A: Over $1 million. This is our third holiday season.
Q: How can charity gift card issuers avoid the problems of retail gift cards?
A: One thing to keep in mind is that I really don't think there are many problems with gift cards in the marketplace... it's just a fringe. Gift cards came out around the year 2000. Everyone was figuring out how they worked. Now almost all states regulate gift cards, including Washington.
(Marks also cited the book Scroogenomics, which argues that holiday presents are inefficient and unsatisfying, but gift cards, especially to charity, are not).
Q: Why transfer funds quarterly -- are you holding money to earn interest?
A: That's a red herring. We had to make a decision. Every transfer has a cost. If we made transfers on weekly or monthly basis it would be unreasonably expensive. At the current interest rates of maybe about 1 percent a year. if you hold for a calendar quarter instead of a week, you're not getting a lot of extra interest, and that tiny amount is earned by a philanthropy trying to do good in the world.
Q: Why did you start TisBest?
A: I'm an attorney and I still practice part time -- that's how I pay the bills. I made a conscious decision to change. I wanted to work in something that made the world better, and to some degree I was bored. Partly it was a response to personal frustration. I was scratching my head around the holidays.

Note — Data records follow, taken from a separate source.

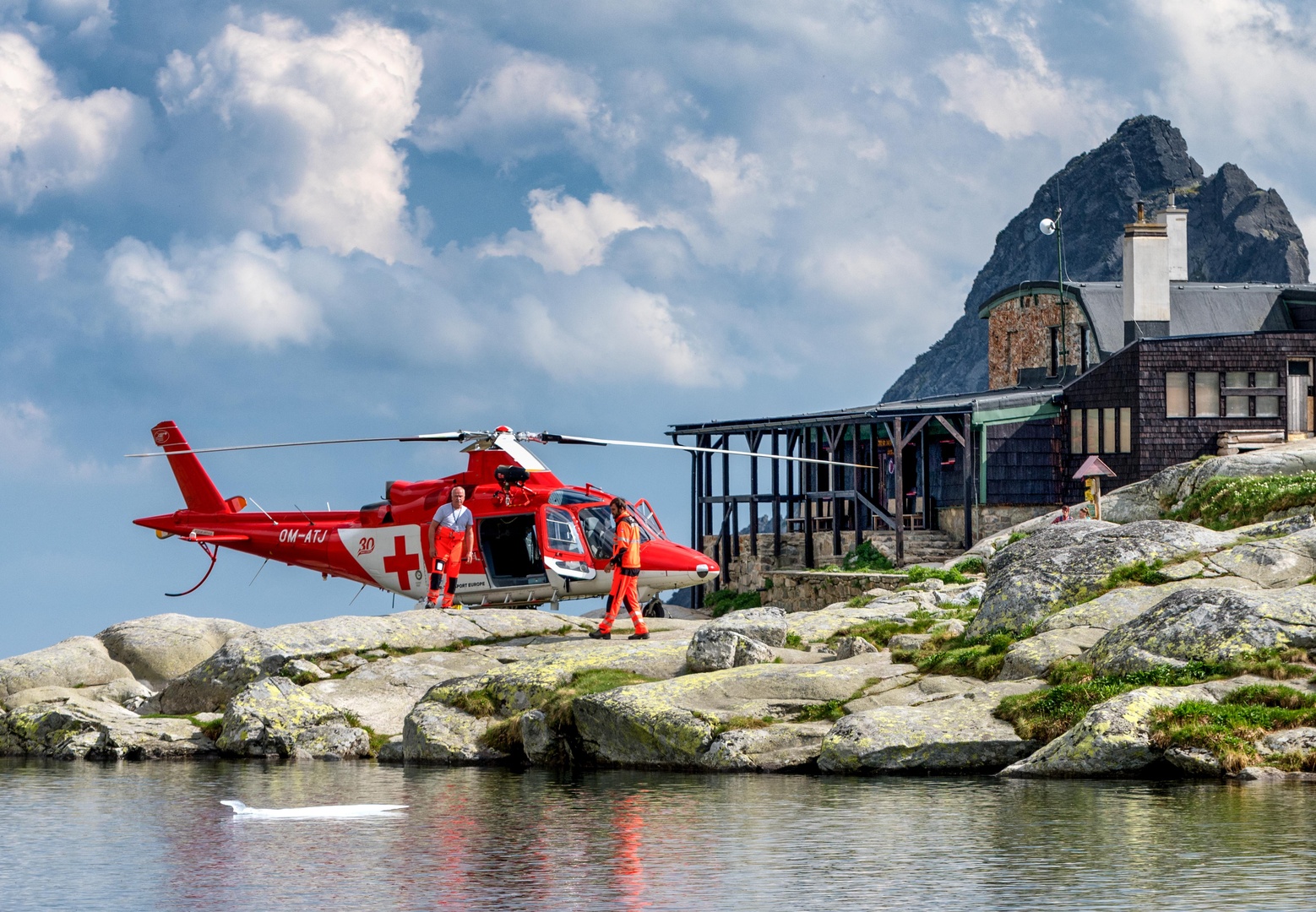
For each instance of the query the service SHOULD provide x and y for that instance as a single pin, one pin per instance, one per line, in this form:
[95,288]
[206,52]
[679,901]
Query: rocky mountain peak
[1236,232]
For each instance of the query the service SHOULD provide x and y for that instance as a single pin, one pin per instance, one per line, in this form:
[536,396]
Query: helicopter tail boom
[199,491]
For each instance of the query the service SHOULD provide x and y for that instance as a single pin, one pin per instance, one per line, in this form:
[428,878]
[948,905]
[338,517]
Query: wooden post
[754,438]
[898,445]
[776,500]
[971,490]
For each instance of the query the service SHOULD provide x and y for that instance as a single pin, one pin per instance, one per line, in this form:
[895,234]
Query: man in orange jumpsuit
[453,539]
[625,574]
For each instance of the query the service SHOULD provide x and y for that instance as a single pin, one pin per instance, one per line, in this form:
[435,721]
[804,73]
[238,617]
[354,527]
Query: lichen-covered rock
[1289,740]
[1210,626]
[95,730]
[163,646]
[1123,605]
[1195,763]
[908,643]
[1273,563]
[672,723]
[264,653]
[952,735]
[127,692]
[848,646]
[542,745]
[381,694]
[438,733]
[766,626]
[1030,578]
[749,652]
[773,749]
[514,687]
[1113,737]
[1032,657]
[274,718]
[74,662]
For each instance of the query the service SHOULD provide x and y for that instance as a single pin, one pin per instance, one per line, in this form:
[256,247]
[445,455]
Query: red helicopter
[537,540]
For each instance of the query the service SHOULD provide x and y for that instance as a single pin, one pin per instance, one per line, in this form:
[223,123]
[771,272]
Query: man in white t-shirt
[453,542]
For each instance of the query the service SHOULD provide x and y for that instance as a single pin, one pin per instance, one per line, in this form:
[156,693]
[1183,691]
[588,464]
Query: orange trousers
[624,589]
[448,563]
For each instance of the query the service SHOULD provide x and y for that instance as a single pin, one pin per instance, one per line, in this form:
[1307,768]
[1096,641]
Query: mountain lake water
[153,836]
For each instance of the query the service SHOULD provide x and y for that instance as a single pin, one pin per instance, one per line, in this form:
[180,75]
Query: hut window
[1176,395]
[1205,388]
[1236,407]
[1268,407]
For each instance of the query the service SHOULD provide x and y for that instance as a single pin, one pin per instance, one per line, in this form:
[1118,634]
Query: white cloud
[1238,73]
[1011,89]
[50,143]
[241,291]
[568,235]
[26,443]
[525,107]
[341,100]
[49,253]
[87,19]
[613,320]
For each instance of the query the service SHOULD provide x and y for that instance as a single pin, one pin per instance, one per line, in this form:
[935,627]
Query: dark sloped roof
[1195,308]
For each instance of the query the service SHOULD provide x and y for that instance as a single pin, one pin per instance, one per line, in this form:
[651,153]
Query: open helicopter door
[563,546]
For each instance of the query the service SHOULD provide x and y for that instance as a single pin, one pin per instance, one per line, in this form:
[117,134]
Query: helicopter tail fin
[199,491]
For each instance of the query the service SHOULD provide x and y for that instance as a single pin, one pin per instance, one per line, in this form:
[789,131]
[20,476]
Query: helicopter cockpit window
[563,533]
[568,497]
[601,530]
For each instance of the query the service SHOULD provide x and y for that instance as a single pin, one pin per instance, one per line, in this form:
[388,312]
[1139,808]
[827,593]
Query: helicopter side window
[563,535]
[511,551]
[601,530]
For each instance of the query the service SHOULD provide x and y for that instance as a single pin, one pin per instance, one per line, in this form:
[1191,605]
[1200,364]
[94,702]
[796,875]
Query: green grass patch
[971,566]
[1229,728]
[1228,503]
[1047,715]
[917,574]
[866,557]
[978,657]
[724,600]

I needed to give gifts and I didn't know what to get. I don't want to buy people stuff they don't want. I think the world would be better if people focused on how to make it better rather than how to get more stuff.
Today in running TisBest I get to see what people write about giving and receiving charity gift cards, and see the true joy that comes there; and then when I leave work and walk around and see stores with heaping baskets of stuff they're trying to sell, it is a disconnect. The stuff just doesn't create joy in the same way as sharing with others.
Q: How are commercial products like gift cards changing philanthropy?
A: It's the democratization of philanthropy. It's making philanthropy more fun and more accessible for more people. It captures additional dollars from consumers. If you look at how a normal consumer lives, they have a certain income and they allocate it out. One of those wallets is gifts. We're taking dollars out of the gifts wallet and turning them into charity dollars. We're not diverting any funds from charity. Charities have always focused on the big donors, but no one becomes a big donor without becoming a little one first. We are an entry point for accessing those little ones.